According to this new deal, the investment group would make a takeover bid for Yahoo at a relatively low level of around 20% of its current price of around $13 per share, which values the search company at just over $20 billion. The bulk of the cash for the transaction would come from Microsoft as debt.

The commercial markets are pretty much closed today, which makes it necessary to find a more creative way to finance the deal. Microsoft would supply the majority of the cost from their $23 billion cash reserves in return for a fixed return on the debt that is tied to Yahoo’s “future cash flow”.

Yahoo’s search and search marketing business would then tentatively be sold to Microsoft under terms similar to what Microsoft proposed in June of last year.  The plan would be totally different from the wacky Microsoft rumors that were flying around last November.

Following the transaction, the new executive team would occupy the top positions at Yahoo.

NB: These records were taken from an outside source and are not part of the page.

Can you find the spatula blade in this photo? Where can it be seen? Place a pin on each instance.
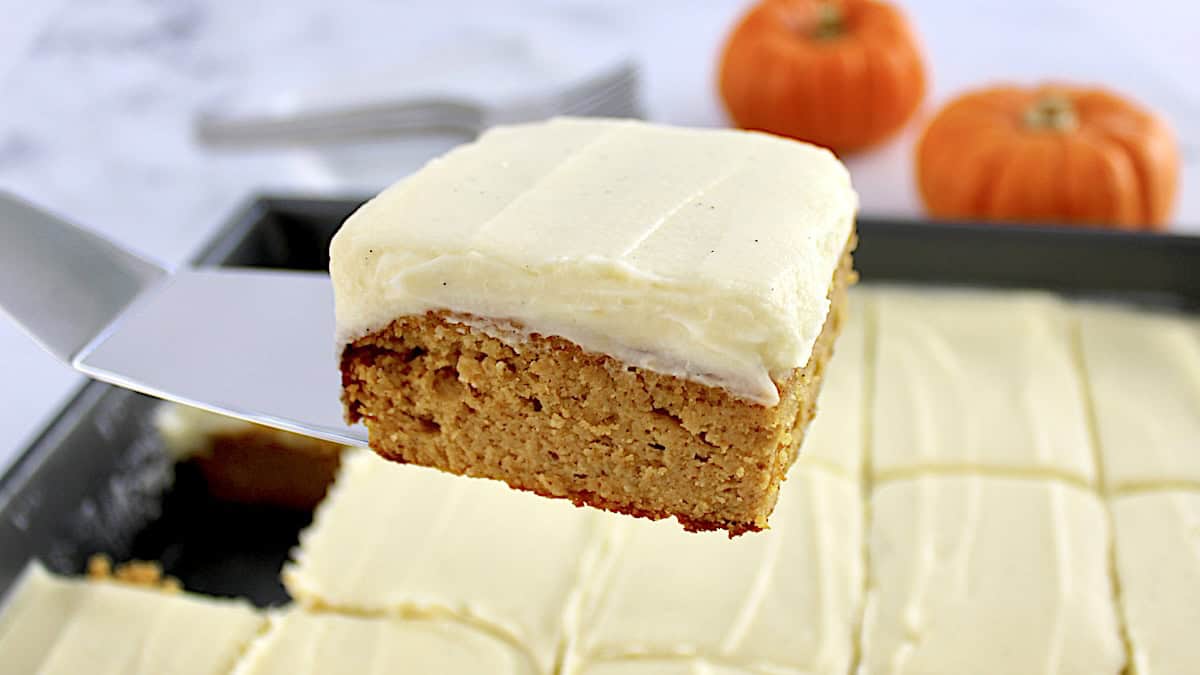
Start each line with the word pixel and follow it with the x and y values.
pixel 251 344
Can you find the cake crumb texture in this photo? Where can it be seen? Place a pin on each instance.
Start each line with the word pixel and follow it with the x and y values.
pixel 553 419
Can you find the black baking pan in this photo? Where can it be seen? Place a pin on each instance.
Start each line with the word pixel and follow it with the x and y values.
pixel 99 481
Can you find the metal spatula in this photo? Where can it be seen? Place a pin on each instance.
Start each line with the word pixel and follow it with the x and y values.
pixel 251 344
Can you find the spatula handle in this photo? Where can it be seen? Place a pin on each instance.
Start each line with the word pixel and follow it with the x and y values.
pixel 63 284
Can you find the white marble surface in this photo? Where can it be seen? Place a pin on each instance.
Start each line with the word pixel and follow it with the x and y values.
pixel 99 96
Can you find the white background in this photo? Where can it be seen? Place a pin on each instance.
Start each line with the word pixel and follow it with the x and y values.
pixel 96 100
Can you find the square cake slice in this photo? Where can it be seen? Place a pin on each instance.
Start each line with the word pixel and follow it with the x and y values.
pixel 413 542
pixel 989 575
pixel 60 626
pixel 629 316
pixel 303 643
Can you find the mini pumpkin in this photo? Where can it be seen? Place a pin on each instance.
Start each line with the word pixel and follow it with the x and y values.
pixel 844 75
pixel 1049 154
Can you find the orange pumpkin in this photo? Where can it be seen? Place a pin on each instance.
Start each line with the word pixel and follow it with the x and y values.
pixel 844 75
pixel 1049 154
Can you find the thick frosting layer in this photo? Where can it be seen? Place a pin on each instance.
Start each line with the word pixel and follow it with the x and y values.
pixel 785 599
pixel 990 577
pixel 54 626
pixel 706 255
pixel 1158 563
pixel 663 667
pixel 414 541
pixel 299 643
pixel 1144 370
pixel 978 381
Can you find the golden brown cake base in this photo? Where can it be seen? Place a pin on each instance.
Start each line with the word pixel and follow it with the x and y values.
pixel 267 466
pixel 565 423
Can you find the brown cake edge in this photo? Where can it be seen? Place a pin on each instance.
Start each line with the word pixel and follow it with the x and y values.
pixel 799 389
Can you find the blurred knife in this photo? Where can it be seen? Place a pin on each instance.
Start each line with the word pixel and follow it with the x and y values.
pixel 250 344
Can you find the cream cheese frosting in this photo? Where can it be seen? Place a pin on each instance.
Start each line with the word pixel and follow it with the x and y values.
pixel 1158 563
pixel 299 643
pixel 969 381
pixel 407 539
pixel 989 575
pixel 1144 371
pixel 57 626
pixel 701 254
pixel 664 667
pixel 786 599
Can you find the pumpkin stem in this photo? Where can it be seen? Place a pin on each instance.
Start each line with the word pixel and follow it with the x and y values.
pixel 829 22
pixel 1051 112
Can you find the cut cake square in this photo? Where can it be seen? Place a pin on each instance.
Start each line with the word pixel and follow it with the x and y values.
pixel 629 316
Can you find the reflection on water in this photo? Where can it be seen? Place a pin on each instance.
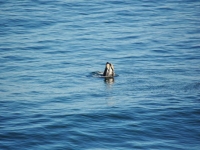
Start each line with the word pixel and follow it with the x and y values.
pixel 110 99
pixel 109 80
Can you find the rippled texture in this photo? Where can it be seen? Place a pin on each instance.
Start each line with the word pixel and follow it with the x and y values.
pixel 49 100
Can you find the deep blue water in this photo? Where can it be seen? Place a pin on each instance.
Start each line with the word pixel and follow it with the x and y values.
pixel 49 100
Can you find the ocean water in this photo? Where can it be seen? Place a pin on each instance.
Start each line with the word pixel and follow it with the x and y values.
pixel 49 99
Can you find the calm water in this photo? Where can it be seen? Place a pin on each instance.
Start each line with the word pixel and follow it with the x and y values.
pixel 49 100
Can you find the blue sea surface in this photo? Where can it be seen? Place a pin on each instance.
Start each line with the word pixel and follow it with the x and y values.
pixel 50 101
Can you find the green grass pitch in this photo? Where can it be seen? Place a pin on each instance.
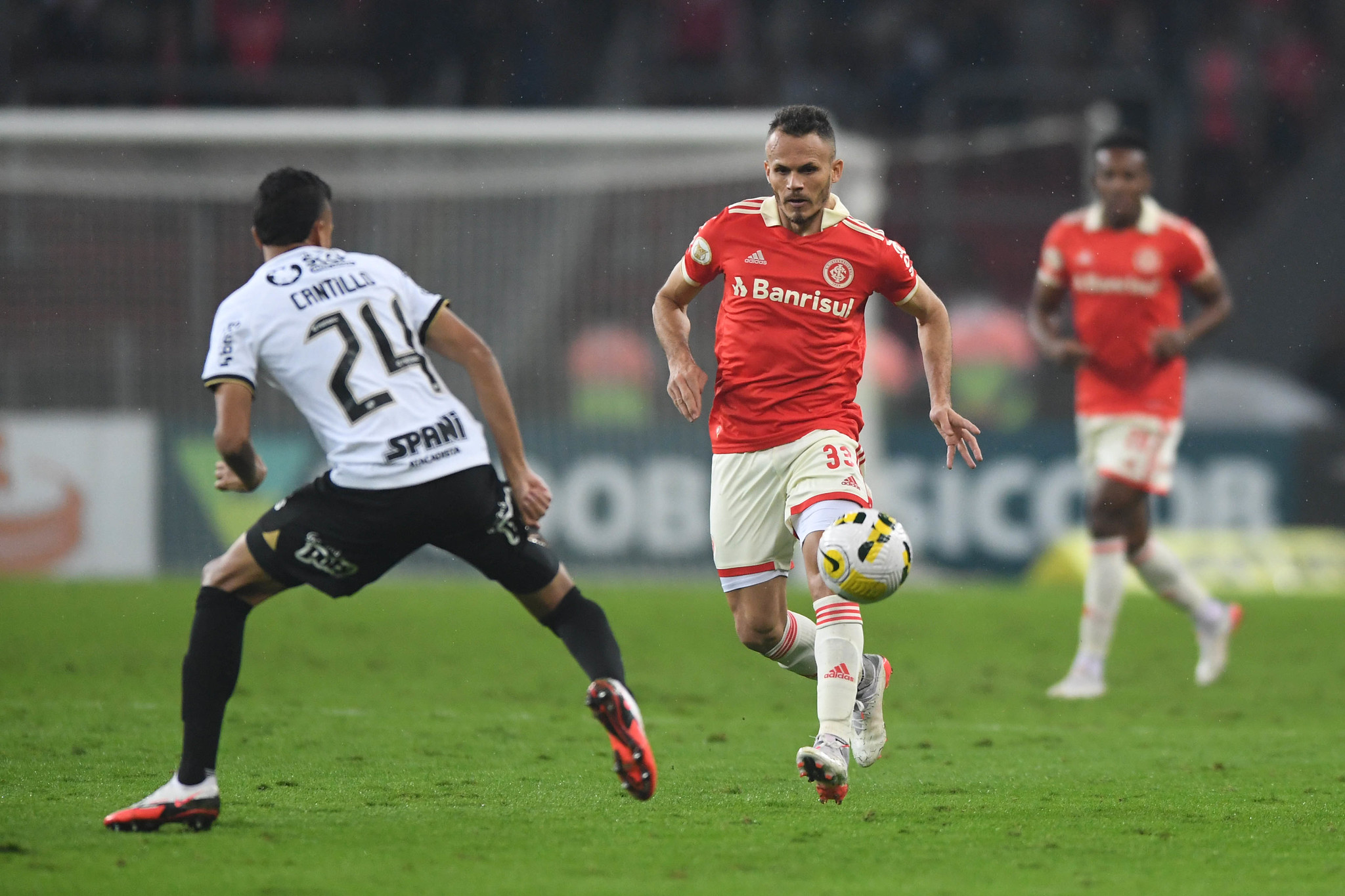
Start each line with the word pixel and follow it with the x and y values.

A key objective of this new conglomerate would be to try and win back much of the executive talent that jumped ship within the past 12 months.

This would leave Yahoo as an independent entity, albeit one closely tied to Microsoft both financially and through the search and search marketing products.

The deal, which is being characterized at this stage as a proposal to Microsoft, absolutely hinges on their involvement. It certainly brings everything the Redmond giant has asked for, namely a way to control Yahoo’s search properties without having to own the rest of the company.